The framework described in [13] is composed of two parts: firstly, combinations of bytes from the first and last subkeys are shown impossible, and secondly, the master keys associated to the remaining candidates are reconstructed and tested. When reconstructing the master key, previous attacks only exploit the subkeys bytes in the first rounds, guess the missing bytes, and evaluate the key schedule to check the bytes in the last subkeys. Our results significantly improve this part, by combining information from the first and the last subkeys. Indeed, the new representation shows that some bytes of a given subkey depend on fewer than 128 bits of information of another subkey, even if the subkeys are separated by many rounds. The complexity of the attack is a trade-off between the first and second parts. After improving the second part we obtain slightly better trade-offs. The improvement is limited because a small increase of the data complexity (corresponding to the cost of the part) leads to a large reduction in the number of remaining candidates (corresponding to the complexity of the second part).

Fig. 10.

7-round impossible differential attack of [33] (figure adapted from [28]). Key bytes marked G and D are respectively guessed, and deduced from guessed bytes.

5.1 The AES Round Function

The AES state is represented as a \(4 \times 4\)-byte array, and the round function iterates the following operations:

• \(\textsf {\text {SubBytes}}\) applies an Sbox on each byte of the state;

• \(\textsf {\text {ShiftRows}}\) shifts by the left the second row of the state by 1 cell, the third row by 2 cells, and the last row by 3 cells;

• \(\textsf {\text {MixColumns}}\) multiplies each column of the state by an MDS matrix;

• \(\textsf {\text {AddRoundKey}}\) xors the state with the round key.

Sbox property.
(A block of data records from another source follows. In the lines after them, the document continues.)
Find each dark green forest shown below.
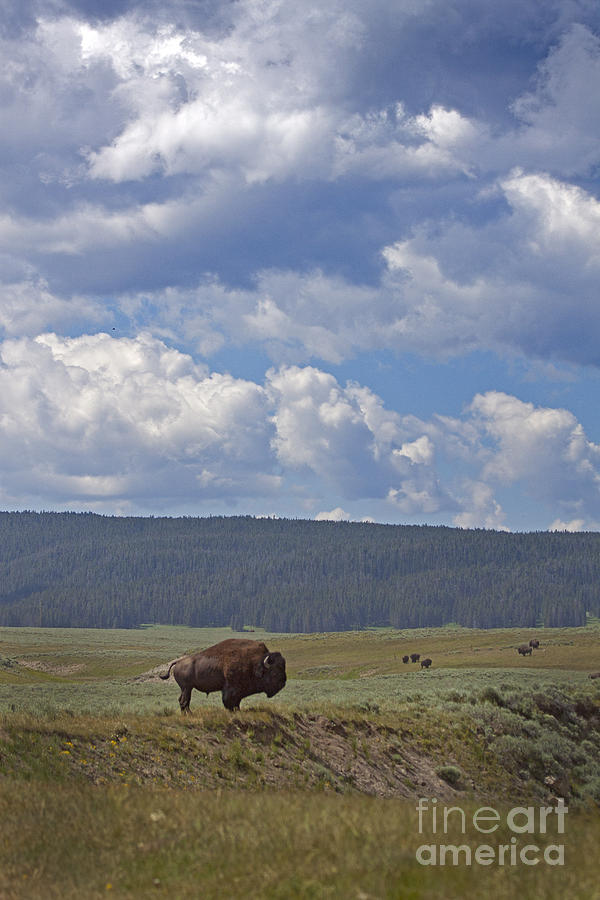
[0,512,600,632]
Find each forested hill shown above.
[0,512,600,631]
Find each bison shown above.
[160,638,286,713]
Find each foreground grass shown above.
[0,782,600,900]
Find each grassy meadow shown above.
[0,623,600,900]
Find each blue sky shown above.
[0,0,600,530]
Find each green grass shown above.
[0,623,600,900]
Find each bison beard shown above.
[160,638,286,713]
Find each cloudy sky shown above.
[0,0,600,531]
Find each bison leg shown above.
[221,687,242,711]
[179,688,192,713]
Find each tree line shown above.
[0,512,600,632]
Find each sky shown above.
[0,0,600,531]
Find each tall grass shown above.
[0,783,600,900]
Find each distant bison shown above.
[160,638,286,713]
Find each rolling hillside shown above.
[0,512,600,632]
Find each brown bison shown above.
[160,638,286,713]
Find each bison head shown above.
[261,652,286,697]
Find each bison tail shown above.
[160,659,179,681]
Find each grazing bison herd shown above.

During this attack, we will use a well-known property for a n-bit to m-bit Sbox: given an input and an output difference, there is on average \(2^{n-m}\) possible values. For the AES Sbox, \(n=m=8\), so in average one value is expected. We pre-compute those values, and refer to that table as the DDT.

5.2 Previous Results

The best impossible differential attacks against AES-128 are variants of an attack from Mala, Dakhilalian, Rijmen and Modarres-Hashemi [33]. Several trade-off are proposed in [13] with four output differentials and using a technique to reduce the memory by iterating over the possible key bytes values, rather that iterating over the data pairs. In this work, we start from a variant with a single output differential explained in detail below; it is easier to describe than variants considered in [13] and provides an interesting trade-off.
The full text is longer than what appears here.